Local hospitals are light on details, but they are at or near capacity, and it’s impacting the ability to treat patients. The reason is not necessarily available bed space, but rather the ability to staff positions — nurses in particular.
“Saint Mary’s, as with all hospitals, are near capacity due to a combination of COVID-19 positive patients and seasonal fluctuation,” said Saint Mary’s Mark Reece. He did not respond to a clarifying question.
A Renown spokesperson said if you are experiencing coronavirus disease symptoms to call your doctor.

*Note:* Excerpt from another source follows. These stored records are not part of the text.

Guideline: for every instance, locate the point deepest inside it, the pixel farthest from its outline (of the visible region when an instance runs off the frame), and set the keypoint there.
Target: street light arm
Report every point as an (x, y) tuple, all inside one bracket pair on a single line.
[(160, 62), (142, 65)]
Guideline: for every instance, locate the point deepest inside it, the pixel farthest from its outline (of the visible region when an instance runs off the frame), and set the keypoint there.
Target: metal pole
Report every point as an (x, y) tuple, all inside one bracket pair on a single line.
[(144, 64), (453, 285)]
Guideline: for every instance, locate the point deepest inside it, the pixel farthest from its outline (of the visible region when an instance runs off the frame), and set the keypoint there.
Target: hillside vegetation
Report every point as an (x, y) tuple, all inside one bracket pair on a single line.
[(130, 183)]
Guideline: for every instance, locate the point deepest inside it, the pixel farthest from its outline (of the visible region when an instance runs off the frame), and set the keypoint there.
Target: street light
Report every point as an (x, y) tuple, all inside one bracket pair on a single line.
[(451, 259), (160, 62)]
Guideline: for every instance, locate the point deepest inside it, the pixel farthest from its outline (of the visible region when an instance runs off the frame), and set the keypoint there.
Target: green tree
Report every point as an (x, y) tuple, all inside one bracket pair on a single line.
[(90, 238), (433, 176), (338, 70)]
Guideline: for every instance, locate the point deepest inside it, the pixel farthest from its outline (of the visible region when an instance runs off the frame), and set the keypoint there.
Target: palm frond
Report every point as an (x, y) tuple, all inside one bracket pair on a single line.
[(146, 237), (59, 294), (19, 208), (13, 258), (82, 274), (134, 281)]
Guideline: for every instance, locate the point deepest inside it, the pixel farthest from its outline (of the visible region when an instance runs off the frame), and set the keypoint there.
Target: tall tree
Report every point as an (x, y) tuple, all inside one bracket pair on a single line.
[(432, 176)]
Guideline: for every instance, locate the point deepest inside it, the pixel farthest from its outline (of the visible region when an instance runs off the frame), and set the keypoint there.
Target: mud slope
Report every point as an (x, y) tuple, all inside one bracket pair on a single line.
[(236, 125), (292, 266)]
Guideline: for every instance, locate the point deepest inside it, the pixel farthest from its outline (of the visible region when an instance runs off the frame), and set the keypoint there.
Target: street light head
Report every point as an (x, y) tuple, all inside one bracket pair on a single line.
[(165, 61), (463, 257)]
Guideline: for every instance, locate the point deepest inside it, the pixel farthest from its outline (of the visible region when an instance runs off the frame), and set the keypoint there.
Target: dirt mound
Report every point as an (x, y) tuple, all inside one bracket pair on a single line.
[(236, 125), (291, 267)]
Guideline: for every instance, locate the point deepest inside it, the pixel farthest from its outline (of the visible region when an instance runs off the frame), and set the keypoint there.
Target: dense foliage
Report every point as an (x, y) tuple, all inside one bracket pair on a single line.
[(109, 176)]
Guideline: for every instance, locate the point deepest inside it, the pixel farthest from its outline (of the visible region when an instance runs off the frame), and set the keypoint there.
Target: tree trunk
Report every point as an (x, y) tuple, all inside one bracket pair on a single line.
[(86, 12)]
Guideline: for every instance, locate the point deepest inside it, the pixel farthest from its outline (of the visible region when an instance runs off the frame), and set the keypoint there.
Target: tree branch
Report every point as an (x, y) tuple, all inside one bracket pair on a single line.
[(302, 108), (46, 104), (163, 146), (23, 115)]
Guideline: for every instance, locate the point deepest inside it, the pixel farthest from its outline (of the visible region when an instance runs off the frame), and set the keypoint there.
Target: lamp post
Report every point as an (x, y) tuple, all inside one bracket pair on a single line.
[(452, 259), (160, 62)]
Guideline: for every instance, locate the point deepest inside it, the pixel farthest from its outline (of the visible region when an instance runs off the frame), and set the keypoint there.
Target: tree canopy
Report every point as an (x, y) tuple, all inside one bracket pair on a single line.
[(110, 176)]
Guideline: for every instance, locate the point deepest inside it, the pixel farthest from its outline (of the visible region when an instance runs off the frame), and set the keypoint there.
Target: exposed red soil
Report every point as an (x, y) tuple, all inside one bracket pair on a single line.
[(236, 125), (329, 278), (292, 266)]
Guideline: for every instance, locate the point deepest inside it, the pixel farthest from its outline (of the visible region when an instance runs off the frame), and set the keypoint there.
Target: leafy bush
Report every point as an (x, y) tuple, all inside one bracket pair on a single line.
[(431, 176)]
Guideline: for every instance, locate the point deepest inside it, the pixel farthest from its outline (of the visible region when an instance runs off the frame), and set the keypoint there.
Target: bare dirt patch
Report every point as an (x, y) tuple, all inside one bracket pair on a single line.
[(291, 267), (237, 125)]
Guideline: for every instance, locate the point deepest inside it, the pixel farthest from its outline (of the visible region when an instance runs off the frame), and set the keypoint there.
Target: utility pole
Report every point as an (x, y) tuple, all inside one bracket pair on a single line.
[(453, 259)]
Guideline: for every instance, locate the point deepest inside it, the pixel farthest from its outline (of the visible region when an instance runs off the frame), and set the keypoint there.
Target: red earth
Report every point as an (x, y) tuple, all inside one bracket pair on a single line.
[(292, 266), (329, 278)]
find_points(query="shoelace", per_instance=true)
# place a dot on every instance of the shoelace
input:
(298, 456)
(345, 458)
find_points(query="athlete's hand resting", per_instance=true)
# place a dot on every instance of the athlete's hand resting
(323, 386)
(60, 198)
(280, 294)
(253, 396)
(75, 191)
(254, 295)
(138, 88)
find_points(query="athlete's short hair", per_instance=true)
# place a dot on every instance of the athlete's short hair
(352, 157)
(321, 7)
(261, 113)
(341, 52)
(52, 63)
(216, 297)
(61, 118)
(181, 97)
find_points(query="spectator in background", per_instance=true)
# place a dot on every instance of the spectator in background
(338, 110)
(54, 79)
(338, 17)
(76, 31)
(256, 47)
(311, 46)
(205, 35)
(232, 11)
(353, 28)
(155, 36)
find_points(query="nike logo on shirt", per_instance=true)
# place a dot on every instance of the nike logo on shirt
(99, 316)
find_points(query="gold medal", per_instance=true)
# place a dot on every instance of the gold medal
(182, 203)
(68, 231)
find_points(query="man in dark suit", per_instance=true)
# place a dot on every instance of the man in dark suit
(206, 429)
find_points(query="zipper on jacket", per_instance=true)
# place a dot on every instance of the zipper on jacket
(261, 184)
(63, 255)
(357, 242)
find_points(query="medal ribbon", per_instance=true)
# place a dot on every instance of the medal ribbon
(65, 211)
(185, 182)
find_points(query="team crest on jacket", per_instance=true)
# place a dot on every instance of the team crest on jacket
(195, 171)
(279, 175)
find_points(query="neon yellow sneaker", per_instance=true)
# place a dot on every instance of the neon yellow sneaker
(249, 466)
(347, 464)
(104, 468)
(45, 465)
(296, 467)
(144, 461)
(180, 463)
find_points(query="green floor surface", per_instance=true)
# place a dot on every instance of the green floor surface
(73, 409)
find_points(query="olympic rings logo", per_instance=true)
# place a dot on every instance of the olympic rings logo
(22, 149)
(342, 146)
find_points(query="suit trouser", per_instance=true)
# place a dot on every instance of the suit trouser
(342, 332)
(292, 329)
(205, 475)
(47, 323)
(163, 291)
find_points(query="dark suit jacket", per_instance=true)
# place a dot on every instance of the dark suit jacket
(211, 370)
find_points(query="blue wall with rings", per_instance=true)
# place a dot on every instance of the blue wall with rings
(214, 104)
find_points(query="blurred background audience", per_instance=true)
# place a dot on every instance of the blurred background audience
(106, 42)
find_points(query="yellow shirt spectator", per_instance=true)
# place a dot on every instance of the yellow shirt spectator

Its parking garage was decommissioned earlier this year and can no longer hold overflow patients.
“Renown continues to be able to safely care for patients in its current health care settings and in their homes through remote patient monitoring technology,” spokesperson Caroline Ackerman said. “COVID-19 cases are still high and [emergency department], ICU and hospital bed capacity across Renown and the region continues to be near capacity.
“To preserve Emergency and Acute care services and beds for those truly in acute need, we request that if you are experiencing symptoms related to COVID-19, please call your primary care provider.” Ackerman did not respond to follow-up questions.
“Your decision not to vaccinate is having unintended consequences for your community.”
A Washoe County Health District official called the situation concerning.
“It’s very concerning, and we are working with our hospital and EMS partners to ensure we help out with issues we can help out on,” Scott Oxarart, the health district spokesperson, said. “We’re aware that several hospitals in Washoe County are at or near capacity for staffed hospital beds, which the Nevada Hospital Association said was 86%.”
About half of ICU beds in Washoe County are occupied. Total hospitalizations are mirroring what the region saw a year ago when COVID-19 cases filled hospitals and Renown began treating patients in its garage.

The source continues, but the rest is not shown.